Book Club: Rules for Saying Goodbye

This month the MC Book Club whizzes through the new paperback Rules for Saying Goodbye, which chronicles the life of an apathetic 20something drifter. Did our editors relate? Read on.
(Image credit: Rebecca Greenfield)

Synopsis: At 13, Katherine Taylor left her family's home in Fresno for an elite private school in New England, only to grow up and move to a rent-controlled apartment in New York, work as a bartender and date a string of foreigners. So what in God's name is she doing with her life? If only she — and we — could figure it out.

THEA (FASHION CREDITS EDITOR) I liked the beginning, when she talks about her prep school days a lot more than the rest of the book. It was the only time she seemed to have genuine emotions and opinions — she was in awe of her friend Page, she loved her other friend Clarissa, she was repulsed by her first boyfriend... But once she left boarding school, you never really knew what the hell she was thinking or feeling.

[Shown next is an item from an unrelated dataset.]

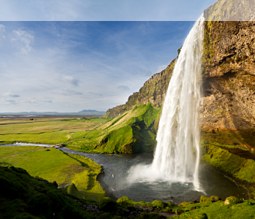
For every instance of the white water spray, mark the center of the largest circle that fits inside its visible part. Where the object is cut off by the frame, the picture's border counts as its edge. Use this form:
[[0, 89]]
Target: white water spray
[[177, 154]]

YAEL (ASSOCIATE EDITOR) Actually, I felt like the boarding school part could've been cut. I didn't get how all the prep school stuff connected to the rest of her life. It was almost like two different stories.

LAUREN (ARTICLES EDITOR) The thing that bugged me was, the main character never changed. She attaches herself to one guy after another, then ditches each one because they don't "get" her. And then — always begrudgingly — she runs back to her family. I mean, I liked her voice. I loved it when she says her cousin Doris, "understood the tight knot of hatred and overbearing love between our parents and their siblings, between our siblings and ourselves, and Doris understood how those relationships formed a map of how we felt about everyone else." But that's just gravy. I wanted her to evolve and she never did.

YAEL And the funny thing is, the book jacket says "With intelligence and charm, Rules For Saying Goodbye chronicles that heart-grabbing moment when you stop waiting for things to happen to you and go in search of them for yourself." Um, when did she go in search of them? Did I miss something?

ELIZABETH She was on a wild goose chase. She wasn't searching for anything except a good time.

THEA But a lot of people are like that. I have a friend just who reminds me of Katherine. I've known her since the fifth grade. To this day, we're great friends but I have no idea if there's any depth to her or if she ever genuinely feel emotions. She never seems angry, or excited, or annoyed, or depressed. She ends every sentence with a giggle. Even when we're having serious conversations! So maybe it's just hard for us to relate because all of us are really much more like Type As.

YAEL Ugh, she was a lazy ass. I had no sympathy for her. All of a sudden she's like, "I needed extra cash so I was running around doing celebrity profiles for a big men's magazine." And it's like, wha? Especially since I've been working my ass off since I was twenty-two and I have yet to write a big celebrity profile! It's like, Screw you!

LAUREN Not to mention that her parents repeatedly bail her out. She sips fancy cocktails at hotel bars and she describes it like she's playing at being rich. But she is rich! Don't get me wrong. I like a well-made sidecar, too but at least I'm paying for it.

ELIZABETH I think she's either laughing at herself and our generation or being outrageously condescending. I mean, we all know people who float from place to place, job to job. And I think Katherine takes pride in the fact that she embraced her impulses and traveled all over and took these random jobs and got her Masters. But the four of us take pride in the fact that we're playing by the rules. I think it's annoying to us that she didn't.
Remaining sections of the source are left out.